You will be enrolled in the Canvas site automatically.

Course Description

This course offers an introduction to data services for supporting quantitative and qualitative research in library settings. In this course we will explore the following questions and topics:

  • What counts as data?

  • What is the range of data services offered in libraries? And why libraries?

  • How do data services support the research data lifecycle?

  • What are core competencies for entry into the field of data services, and what forces are shaping the job market?

  • What might a critical approach to ethics in data services look like?

Course Requirements


All readings will be linked from the course Canvas site and will be available to freely students either openly online, or through the SJSU library. For this course, we will read the entirety of The Data Librarian’s Handbook by Rice, R., & Southall, J. (2016) in addition to various articles, blog posts, etc.


Assignment Policies:

  • You can generally expect to hear back about your assignments within 1 week of the due date.

  • Assignments are due by 11:59 pm (Pacific Time) on the due date given.

  • Late assignments: Because summer term moves so quickly, extensions on assignments are difficult to accommodate. You may have one 2-day (48-hour) no-penalty extension, no questions asked. You must let us know that you are taking the extension by the assignment deadline. Otherwise, your grade will be reduced by 20% for each week the assignment is late. No extensions will be granted for discussion assignments.

Assignment Descriptions:

  • Reading Discussions: Students will be expected to respond substantively to readings and to each other at specified points in the term, and to facilitate one of five student-led discussions. (CLOs 1, 2, 3, 4, 5, 6, 7)
  • Data Seeking Assignment: Students will practice assessing and locating appropriate resources to answer a data reference question, and reflecting on their process. (CLO 7)
  • Data Curation Assignment: Students will assess a dataset for public consumption and make recommendations using a data curation framework based on evaluating content, connections, and accompanying context. (CLO 1)
  • Data Management Plan: Students will work with a real-life case study to evaluate and propose changes to a data management plan for a research project using provided criteria. (CLOs 1, 3, 4, 6)
  • Cover Letter and Professional Development Plan: Students will write a cover letter for a position based on real job postings, detailing their current transferable skills and experience. They will also craft a plan to bridge identified knowledge gaps by locating available resources and tools for professional development. (CLO 5)
  • Environmental Scan and Service Proposal: For this final project, students will evaluate an institution’s data services gaps and resources, and craft a proposal for a service program based on institution-specific needs and contexts. (CLOs 2, 4, 5)

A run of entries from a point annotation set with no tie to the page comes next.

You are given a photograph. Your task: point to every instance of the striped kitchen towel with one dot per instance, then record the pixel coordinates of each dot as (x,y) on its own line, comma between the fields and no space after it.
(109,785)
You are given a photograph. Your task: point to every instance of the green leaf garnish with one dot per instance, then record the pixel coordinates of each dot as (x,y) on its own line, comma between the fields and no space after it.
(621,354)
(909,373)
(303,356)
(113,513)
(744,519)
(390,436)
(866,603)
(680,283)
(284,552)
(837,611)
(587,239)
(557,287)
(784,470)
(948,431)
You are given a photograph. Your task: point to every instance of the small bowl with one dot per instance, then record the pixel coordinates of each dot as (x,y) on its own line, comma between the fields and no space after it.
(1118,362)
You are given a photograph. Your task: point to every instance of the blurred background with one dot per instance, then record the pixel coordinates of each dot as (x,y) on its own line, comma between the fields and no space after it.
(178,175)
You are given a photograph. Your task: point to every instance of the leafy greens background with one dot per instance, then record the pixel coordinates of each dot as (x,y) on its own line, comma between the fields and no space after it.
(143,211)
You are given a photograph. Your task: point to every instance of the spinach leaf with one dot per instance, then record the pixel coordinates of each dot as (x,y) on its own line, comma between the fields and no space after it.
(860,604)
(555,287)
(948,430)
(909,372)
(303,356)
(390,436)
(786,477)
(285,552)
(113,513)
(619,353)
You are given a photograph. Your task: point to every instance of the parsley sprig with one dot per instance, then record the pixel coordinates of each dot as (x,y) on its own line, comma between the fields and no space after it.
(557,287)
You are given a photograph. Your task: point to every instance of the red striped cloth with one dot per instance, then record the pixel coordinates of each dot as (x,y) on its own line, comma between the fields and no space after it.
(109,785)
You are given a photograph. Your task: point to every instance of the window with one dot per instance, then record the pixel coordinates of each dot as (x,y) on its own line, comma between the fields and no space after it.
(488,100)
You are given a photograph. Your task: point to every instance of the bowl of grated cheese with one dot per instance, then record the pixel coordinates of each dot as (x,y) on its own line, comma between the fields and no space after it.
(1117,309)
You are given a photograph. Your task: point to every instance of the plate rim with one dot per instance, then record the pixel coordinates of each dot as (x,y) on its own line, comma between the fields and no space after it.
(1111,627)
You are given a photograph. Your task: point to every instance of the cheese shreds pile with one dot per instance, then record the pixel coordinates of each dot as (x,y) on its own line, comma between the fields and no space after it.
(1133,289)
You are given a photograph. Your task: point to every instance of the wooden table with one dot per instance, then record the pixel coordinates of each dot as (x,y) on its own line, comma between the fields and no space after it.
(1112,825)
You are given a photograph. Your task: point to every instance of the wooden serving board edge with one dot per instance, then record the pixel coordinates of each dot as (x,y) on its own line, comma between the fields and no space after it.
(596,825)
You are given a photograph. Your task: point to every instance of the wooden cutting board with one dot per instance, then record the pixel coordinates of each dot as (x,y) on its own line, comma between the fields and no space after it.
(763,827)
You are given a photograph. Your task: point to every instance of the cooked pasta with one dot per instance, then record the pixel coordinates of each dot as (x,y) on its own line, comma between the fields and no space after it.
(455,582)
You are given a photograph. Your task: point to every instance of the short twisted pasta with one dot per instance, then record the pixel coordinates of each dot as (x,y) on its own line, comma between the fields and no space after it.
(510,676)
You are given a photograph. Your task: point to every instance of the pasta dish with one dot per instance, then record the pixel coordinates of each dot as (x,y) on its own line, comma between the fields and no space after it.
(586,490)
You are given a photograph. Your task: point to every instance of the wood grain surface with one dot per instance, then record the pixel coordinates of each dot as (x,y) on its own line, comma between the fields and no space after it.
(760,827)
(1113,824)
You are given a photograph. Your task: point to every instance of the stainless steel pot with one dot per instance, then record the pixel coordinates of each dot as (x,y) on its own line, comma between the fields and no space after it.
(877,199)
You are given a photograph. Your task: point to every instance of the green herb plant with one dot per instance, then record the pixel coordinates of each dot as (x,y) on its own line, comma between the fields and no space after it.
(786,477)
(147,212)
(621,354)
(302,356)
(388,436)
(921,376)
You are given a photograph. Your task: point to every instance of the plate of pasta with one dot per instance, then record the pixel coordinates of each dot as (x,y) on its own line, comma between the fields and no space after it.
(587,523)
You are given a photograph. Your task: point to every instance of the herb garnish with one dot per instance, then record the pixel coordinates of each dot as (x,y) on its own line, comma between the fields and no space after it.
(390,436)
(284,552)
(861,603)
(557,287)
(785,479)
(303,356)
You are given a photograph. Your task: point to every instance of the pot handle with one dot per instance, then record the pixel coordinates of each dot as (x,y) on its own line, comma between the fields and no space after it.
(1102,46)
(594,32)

Assignment Points/Due dates:

Assignment Points Date due
Reading Discussion Facilitation 10 Varies
Reading Discussion Participation  15 Varies
Intro video 1 6/7/20
Data Seeking and Reference 10 6/14/20
Personal Data Organization 2 6/21/20
Data Curation  10 6/28/20
Skills matrix self-assessment 2 7/5/20
Environmental Scan Draft 5 7/12/20
Cover Letter and Professional Development Plan 10 7/19/20
Data Management Plan 10 7/26/20
Final Environmental Scan and Service Proposal  25 8/7/20
Total 100  

*Refer to class Canvas course for the most up to date information and grading rubrics; due dates subject to change at instructor discretion and with appropriate notice to students.

Course Calendar

The table below provides a summary of course topics and activities; it is subject to minor changes, which will be announced with fair notice.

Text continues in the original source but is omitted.